L’infection bénigne a été définie par un examen neurologique normal à la naissance, l’absence de surdité, un taux de plaquettes et d’ALAT normaux et une imagerie cérébrale (échographie ou IRM) sans anomalie ou seulement mineures : vasculopathie leuco-striée isolée et/ou kystes caudo-thalamiques ou sous-épendymaires et en IRM atteinte focale de la substance blanche.

Moins de 5 % des nouveau-nés avec infection peu symptomatique développent une surdité à l’âge de 2 ans

Parmi les 1091 patients inclus dans le registre, 196 (18 %) remplissaient les critères d’une infection bénigne. Une surdité à l’âge de 24 mois a été observée dans 9 cas (4,6 %). Parmi ces 196 enfants, 68 (34,7 %) avaient été traités par valganciclovir/ganciclovir. 

Les enfants traités avaient, en comparaison de ceux qui ne l’avaient pas été, un âge gestationnel médian plus faible : 38 SA (IIQ 36-39) versus 38 SA (IIQ 37-40 ; P = 0,008), un poids de naissance plus faible : 2692 grammes (IIQ 2064-3235) vs 3100 g. (IIQ 2710-3520 ; P = 0,001), une taille inférieure : 48 cm (IIQ 43-50) vs 49,5 cm (IIQ 48-51 ; P = 0,004) et un périmètre crânien plus petit : 33 cm (IIQ 31-34) vs 34 cm (IIQ 33-34 ; P = 0,003). 

D’autre part, 20/173 (11,6 %) nouveau-nés pour lesquels une échographie était disponible, présentaient des anomalies : 13/61 des enfants traités versus 7/112 des non traités (P = 0,003).
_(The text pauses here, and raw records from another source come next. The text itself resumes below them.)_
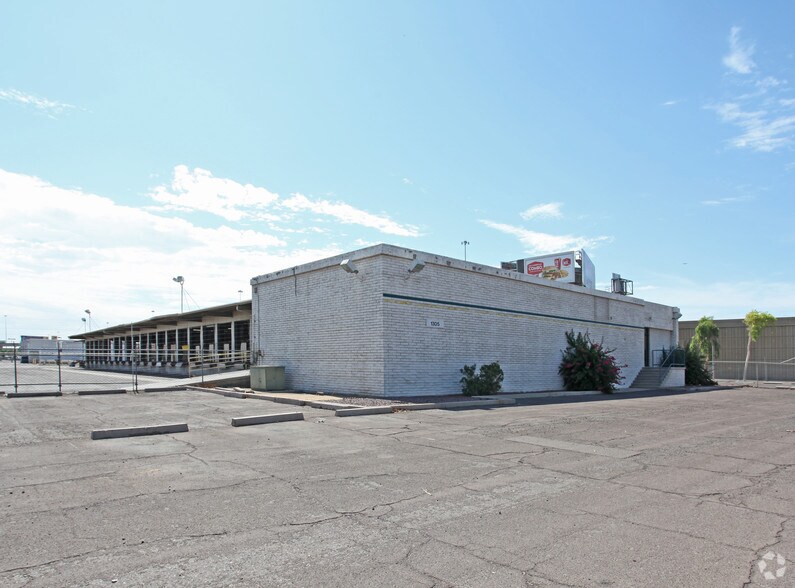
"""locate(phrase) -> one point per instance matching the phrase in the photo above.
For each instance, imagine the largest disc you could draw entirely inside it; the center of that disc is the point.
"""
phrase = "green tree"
(755, 323)
(706, 339)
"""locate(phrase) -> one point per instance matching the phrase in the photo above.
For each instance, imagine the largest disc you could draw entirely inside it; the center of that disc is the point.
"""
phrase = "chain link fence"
(759, 371)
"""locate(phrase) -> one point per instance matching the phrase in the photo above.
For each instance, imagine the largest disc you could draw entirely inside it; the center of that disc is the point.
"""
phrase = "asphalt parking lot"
(672, 490)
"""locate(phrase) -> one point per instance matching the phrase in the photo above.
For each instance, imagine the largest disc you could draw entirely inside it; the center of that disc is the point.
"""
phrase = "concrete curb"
(98, 392)
(455, 404)
(364, 411)
(291, 401)
(267, 418)
(139, 431)
(32, 394)
(163, 389)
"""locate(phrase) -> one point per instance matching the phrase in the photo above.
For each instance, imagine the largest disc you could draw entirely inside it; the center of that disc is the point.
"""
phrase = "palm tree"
(755, 323)
(707, 339)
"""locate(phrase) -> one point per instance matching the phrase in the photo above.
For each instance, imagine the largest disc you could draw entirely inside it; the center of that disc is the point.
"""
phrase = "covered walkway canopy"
(174, 344)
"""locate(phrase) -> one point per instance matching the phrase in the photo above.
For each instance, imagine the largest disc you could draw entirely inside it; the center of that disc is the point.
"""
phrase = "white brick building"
(385, 331)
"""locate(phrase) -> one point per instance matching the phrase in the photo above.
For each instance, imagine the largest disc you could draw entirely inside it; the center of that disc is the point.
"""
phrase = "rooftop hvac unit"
(619, 285)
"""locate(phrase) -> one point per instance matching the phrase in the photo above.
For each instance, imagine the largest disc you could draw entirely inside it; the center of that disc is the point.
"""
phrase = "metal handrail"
(668, 358)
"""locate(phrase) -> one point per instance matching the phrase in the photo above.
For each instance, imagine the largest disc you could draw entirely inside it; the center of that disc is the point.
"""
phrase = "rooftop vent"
(619, 285)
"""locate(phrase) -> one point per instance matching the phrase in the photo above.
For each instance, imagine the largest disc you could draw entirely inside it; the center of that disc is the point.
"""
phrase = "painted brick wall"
(368, 333)
(324, 325)
(502, 323)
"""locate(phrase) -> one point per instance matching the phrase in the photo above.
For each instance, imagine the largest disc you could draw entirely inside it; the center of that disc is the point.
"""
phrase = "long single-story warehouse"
(389, 321)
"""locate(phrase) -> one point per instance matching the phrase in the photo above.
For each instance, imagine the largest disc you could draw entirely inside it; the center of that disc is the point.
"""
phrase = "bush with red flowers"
(588, 366)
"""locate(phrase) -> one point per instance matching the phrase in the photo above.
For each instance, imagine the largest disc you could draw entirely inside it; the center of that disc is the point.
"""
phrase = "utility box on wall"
(267, 378)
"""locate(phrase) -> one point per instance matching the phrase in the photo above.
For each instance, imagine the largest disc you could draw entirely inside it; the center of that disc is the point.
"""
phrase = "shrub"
(487, 381)
(696, 371)
(588, 366)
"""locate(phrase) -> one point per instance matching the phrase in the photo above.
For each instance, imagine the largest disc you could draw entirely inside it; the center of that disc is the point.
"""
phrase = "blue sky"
(218, 141)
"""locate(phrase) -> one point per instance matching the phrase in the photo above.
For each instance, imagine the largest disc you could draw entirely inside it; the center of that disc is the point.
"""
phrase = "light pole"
(181, 281)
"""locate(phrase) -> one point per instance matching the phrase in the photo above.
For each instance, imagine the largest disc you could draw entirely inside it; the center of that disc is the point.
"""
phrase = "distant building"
(33, 349)
(182, 344)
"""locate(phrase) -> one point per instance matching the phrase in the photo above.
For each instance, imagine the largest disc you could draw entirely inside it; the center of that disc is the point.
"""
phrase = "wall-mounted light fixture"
(348, 266)
(417, 266)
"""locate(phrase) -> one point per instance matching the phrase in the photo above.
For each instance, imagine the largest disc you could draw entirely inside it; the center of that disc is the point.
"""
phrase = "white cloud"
(727, 200)
(549, 210)
(198, 190)
(347, 214)
(765, 115)
(65, 250)
(720, 299)
(536, 243)
(739, 58)
(51, 108)
(763, 130)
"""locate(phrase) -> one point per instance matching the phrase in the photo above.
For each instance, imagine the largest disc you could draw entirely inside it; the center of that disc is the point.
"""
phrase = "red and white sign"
(558, 267)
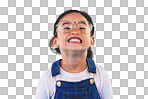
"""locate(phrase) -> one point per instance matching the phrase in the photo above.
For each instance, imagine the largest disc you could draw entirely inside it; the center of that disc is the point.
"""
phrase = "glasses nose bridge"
(75, 26)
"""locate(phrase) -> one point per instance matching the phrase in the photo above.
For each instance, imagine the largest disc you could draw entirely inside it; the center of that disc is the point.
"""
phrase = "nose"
(75, 30)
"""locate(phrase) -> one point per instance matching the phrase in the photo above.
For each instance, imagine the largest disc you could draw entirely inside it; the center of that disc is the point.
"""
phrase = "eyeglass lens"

Des anomalies à l’IRM étaient mises en évidence chez 16/81 (20 %) des nouveau-nés : 13/33 de ceux qui ont été traités versus 3/48 des non traités (P < 0,001).

Le traitement antiviral n’est pas associé à une diminution de l’incidence de la surdité 

Fait remarquable, les taux de surdité à l’âge de 2 ans étaient comparables qu’il y ait eu un traitement antiviral ou non : 3/68 (4,4%) des traités versus 6/128 (4,7%) des non traités. Aucune différence n’a été constatée entre ces enfants et ceux indemnes de surdité à révélation tardive concernant les paramètres anthropométriques à la naissance et les anomalies mineures de l’imagerie cérébrale.

Tous les enfants souffrant de surdité tardive étaient nés après infection primaire maternelle (7/7) versus 86 % des enfants indemnes de surdité (non significatif).

En conclusion, un tiers des enfants souffrant d’une infection congénitale à CMV peu symptomatique à la naissance, avec des anomalies mineures de l’imagerie cérébrale, ont reçu un traitement antiviral dans le but de prévenir la surdité.

A 2 ans, il n’a pas été constaté de différence de prévalence de la surdité entre les enfants traités et ceux qui ne l’ont pas été. Les anomalies mineures à l’imagerie cérébrale ne sont pas clairement associées au risque de surdité dans cette étude.